Кристо занялся картошкой.

– Ну, сделал я им дом, вот это дом! Надо тебе сказать, Миньона любит только совсем маленьких куколок, их у нее тринадцать штук. Даже папа сказал, что дом замечательный, а мама прямо обомлела. А бабуся сказала: «Гениальный ребенок». Взял я большой кусок картона, вот такой, – широко разведя руки (в правой нож, в левой картофелина), Кристо показал, какой величины он взял лист картона. – Вырезал бритвой окна, двери, очень аккуратно получилось… Сделал перегородку. А потом поставил на ночной столик, а внизу у него полочка… Значит, получилось три этажа: полочка – нижний, а еще два наверху. Потом я меблировал весь дом… Даже пианино куклам сделал! Ну, словом, все-все! Гардины, стулья, ковры… Все-все… А знаешь, очень весело было. Надо было найти, из чего что делать. Черная глянцевитая бумага для пианино… Старые носовые платки для гардин… Из них я и простыни выкроил. А к стульям приделал ножки из спичек, а чтоб они держались, приклеил их сургучом. И картины на стенах не просто, а в рамках. Пикассо. Так красиво-красиво получилось. Белое и красное. И еще диван. И радиоприемник, и телевизор!

Кристо замолчал, и спирали картофельной кожуры падали из-под его ножа все быстрее и быстрее.

– Да не спеши ты так, – сказала Мишетта, садясь напротив Кристо, – все болтаешь, болтаешь… Дай-ка мне несколько картофелин. Пожалуй, сделаю я нынче тушеную. Ну что, Миньона довольна была домом?

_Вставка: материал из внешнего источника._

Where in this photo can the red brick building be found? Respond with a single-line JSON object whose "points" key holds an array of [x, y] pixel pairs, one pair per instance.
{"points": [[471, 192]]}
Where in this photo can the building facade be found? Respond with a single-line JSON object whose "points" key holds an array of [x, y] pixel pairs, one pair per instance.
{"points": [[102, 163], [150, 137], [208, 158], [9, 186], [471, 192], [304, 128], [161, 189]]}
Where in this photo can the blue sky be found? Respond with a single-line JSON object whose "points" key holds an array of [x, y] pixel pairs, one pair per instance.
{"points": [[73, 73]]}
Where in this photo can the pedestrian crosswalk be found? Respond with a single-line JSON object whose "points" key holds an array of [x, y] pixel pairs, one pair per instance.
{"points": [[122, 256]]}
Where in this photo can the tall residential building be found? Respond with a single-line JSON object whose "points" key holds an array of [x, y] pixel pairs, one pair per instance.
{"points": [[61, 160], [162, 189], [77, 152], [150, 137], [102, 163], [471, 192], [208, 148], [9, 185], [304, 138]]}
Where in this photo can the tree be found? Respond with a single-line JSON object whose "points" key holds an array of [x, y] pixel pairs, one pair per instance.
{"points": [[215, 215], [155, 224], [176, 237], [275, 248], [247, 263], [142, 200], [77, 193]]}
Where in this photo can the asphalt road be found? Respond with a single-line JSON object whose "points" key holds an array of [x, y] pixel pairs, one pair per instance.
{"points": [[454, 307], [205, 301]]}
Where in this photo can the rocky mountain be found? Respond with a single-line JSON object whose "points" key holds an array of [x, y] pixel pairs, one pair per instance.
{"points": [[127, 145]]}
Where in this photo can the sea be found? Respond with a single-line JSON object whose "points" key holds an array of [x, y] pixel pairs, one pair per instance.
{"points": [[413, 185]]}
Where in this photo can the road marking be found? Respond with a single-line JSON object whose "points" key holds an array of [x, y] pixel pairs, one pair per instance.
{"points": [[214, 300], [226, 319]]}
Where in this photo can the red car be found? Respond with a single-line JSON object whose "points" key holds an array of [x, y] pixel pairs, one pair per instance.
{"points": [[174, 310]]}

– Да. – Кристо не подымал от работы глаз, он вдруг замкнулся, погрустнел. – Только все оказалось зря. Нельзя же до бесконечности мебель делать, и без того все этажи были битком набиты… Я еще сделал стиральную машину и под конец даже холодильник. Из такой хорошенькой белой пластмассовой коробочки – там витамины лежали – их Миньона принимала, потому что она у нас бледненькая. Коробочек-то много, я, конечно, высыпал все витамины в кучу, чтобы найти самую подходящую, а бабуся подняла крик, говорит, теперь все смешалось, он, говорит, нас всех перетравит; ну, тогда я решил спустить витамины в уборную… а наши опять недовольны были. Тогда я сказал, что не желаю больше играть, а пусть Миньона сама устраивает все как хочет.

– И правильно сделал… Она для этого достаточно взрослая.

– Самого страшного я тебе еще не рассказал! – Кристо собрал очистки на газету, завернул их, чтобы потом выбросить на помойку. – И сейчас, слышишь, и сейчас Миньона твердит, как попка: «Здравствуйте, мадам! Как поживаете, мадам?» У нее есть целый дом, кухня, спальня, знаешь, какую туда многодетную семью можно разместить, а она только свои «мадам» и твердит, идиотка паршивая! – Нехорошо так говорить, Кристо!…

– Верно. Не нужно так говорить. Я обещал маме.

– Не понимаю все-таки, – задумчиво произнесла Мишетта, укладывая ломтики картошки в глиняную гусятницу, – чего ты хочешь от несчастной Миньоны? Что ей еще говорить? Ведь вот и автоматы Луиджи всегда делают одно и то же.

– Верно. – Кристо побагровел и с силой сжал кулаки. – Видеть их не могу.

Мишетта пожала плечами.

– Ну и глупыш, ну и глупыш ты… Они же деревяшки.

Оттолкнув табуретку, Кристо выбежал из кухни. В большой комнате никого не было. Кристо взял со стола иллюстрированный журнал, нашел кроссворд и принялся за работу, суча ногами.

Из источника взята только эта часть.